- Born: March 3, 1904 Washington, District of Columbia, United States
- Died: May 27, 1992 (aged 88) Washington, District of Columbia, United States
- Website: delilahwpierce.com

= Delilah Pierce =

African American painter

Delilah Williams Pierce (March 3, 1904 – 1992) was an African American artist, curator and educator based in Washington, District of Columbia. Pierce is best known for abstract paintings depicting the natural world. Her work also includes portraiture, landscapes, and still lifes.

One of her works is in the permanent collections of the Smithsonian Museum of American Art.

A month before her death in 1992, she obtained an honorary degree from the University of the District of Columbia, Washington, DC (DHL).

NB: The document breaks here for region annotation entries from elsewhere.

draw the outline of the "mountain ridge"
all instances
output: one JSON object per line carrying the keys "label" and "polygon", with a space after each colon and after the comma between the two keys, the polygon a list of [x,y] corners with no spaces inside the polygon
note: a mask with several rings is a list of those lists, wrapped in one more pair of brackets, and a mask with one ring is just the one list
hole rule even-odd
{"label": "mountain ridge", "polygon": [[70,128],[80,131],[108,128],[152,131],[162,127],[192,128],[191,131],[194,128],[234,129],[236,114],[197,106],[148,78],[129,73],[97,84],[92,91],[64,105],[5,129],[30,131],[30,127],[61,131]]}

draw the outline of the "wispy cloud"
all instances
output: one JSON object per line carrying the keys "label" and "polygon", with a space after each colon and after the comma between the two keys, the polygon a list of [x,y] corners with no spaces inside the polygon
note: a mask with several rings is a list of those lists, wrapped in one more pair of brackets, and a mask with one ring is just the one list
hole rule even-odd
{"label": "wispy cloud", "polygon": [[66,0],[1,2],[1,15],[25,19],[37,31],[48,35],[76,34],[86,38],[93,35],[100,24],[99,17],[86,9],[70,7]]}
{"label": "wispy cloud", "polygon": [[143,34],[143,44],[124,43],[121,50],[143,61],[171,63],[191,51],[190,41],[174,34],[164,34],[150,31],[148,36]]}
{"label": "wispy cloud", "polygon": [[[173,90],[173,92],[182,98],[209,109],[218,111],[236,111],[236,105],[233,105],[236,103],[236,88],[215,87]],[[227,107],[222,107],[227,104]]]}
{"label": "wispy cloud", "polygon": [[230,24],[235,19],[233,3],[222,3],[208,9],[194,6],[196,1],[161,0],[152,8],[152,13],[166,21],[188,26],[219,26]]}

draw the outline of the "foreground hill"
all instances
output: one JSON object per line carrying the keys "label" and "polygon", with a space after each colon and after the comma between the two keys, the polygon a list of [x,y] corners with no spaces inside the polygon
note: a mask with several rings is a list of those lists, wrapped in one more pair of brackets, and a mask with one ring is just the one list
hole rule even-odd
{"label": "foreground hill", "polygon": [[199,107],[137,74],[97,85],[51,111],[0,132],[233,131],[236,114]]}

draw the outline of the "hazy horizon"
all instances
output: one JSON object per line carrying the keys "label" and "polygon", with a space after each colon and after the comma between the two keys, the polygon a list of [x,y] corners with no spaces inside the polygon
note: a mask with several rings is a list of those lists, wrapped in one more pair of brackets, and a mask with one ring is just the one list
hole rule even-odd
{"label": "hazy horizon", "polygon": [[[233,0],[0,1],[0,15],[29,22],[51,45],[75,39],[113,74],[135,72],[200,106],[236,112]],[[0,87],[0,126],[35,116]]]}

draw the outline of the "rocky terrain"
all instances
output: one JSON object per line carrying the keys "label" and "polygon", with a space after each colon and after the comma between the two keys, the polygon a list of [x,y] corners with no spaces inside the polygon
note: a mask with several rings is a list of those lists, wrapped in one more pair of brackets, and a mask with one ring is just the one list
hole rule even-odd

She supported local education.

== Education ==

- Dunbar High School, Washington, D.C.
- 1923 Teachers Certification, Miner Normal School, Washington, D.C.
- 1925 Domestic Art Education Diploma, Miner Normal School, Washington, D.C.
- 1931 BS, Howard University, Washington, D.C.
- 1939 MA, Teachers College, Columbia University, New York, New York

==Notable works==
- DC Waterfront, Maine Avenue, 1957, Smithsonian Museum of American Art, Washington, D.C.
- Gayhead Cliffs, Martha's Vineyard, not dated, Howard University Art Gallery, Washington, D.C.